Le Vélodrome tremble sur ses bases. Le départ de Roberto De Zerbi, acté ce week-end, ne se limite pas à un simple changement d'entraîneur. Il a ouvert une crise de gouvernance qui pourrait bien emporter les têtes pensantes du projet olympien.
Une direction en sursis
Selon des informations concordantes, le président Pablo Longoria et le directeur du football Medhi Benatia seraient profondément affectés par cette décision. Les deux hommes, architectes d'un plan de reconstruction sur trois ans, envisageraient désormais leur propre avenir au club. Leur position, déjà mise à mal par les mauvais résultats sportifs, apparaît plus fragile que jamais.
La lourde défaite concédée face au PSG (5-0) a servi de révélateur brutal des dysfonctionnements. Le modèle de gestion, basé sur un mercato perpétuel et la revente rapide des talents, montre ses limites. Au sein du vestiaire, certains cadres estiment que le technicien italien n'était pas le seul responsable de la dérive.
L'ombre du conseil de surveillance
Au-dessus de la direction opérationnelle, la gouvernance du club, incarnée par Shéhérazade Semsar-de Boisséson, proche de l'actionnaire Frank McCourt, observe la situation avec attention. L'histoire récente de l'OM a montré que les présidents pouvaient être remerciés si la situation sportive ne s'améliorait pas rapidement, à l'image de Jacques-Henri Eyraud.

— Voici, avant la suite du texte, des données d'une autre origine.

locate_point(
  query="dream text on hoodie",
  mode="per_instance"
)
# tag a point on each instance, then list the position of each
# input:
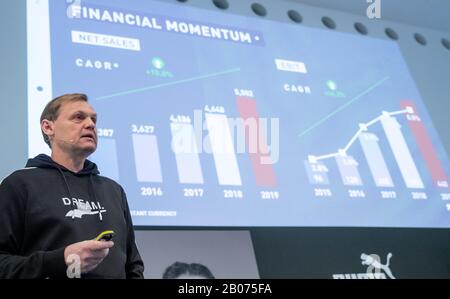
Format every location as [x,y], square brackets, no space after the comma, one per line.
[46,207]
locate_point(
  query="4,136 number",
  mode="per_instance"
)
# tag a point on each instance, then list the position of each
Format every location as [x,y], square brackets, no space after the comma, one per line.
[151,191]
[193,192]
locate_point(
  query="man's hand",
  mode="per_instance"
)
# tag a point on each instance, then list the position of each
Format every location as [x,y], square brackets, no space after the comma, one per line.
[91,253]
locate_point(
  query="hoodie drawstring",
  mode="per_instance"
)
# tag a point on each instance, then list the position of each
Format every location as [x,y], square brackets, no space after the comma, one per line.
[92,191]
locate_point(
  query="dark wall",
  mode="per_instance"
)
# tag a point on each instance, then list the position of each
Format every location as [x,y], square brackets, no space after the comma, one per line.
[280,252]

Dans l'immédiat, la priorité est de nommer un successeur à De Zerbi pour assurer l'intérim, notamment avant la réception de Strasbourg. Mais la question fondamentale demeure : l'Olympique de Marseille peut-il se stabiliser alors que son banc de touche vient de s'effondrer et que sa direction est ébranlée ?
À Marseille, les crises ont toujours une fâcheuse tendance à se propager. Si Longoria et Benatia venaient à quitter le navire à leur tour, le club se retrouverait face à un vide abyssal, véritable navire sans capitaine en pleine tempête.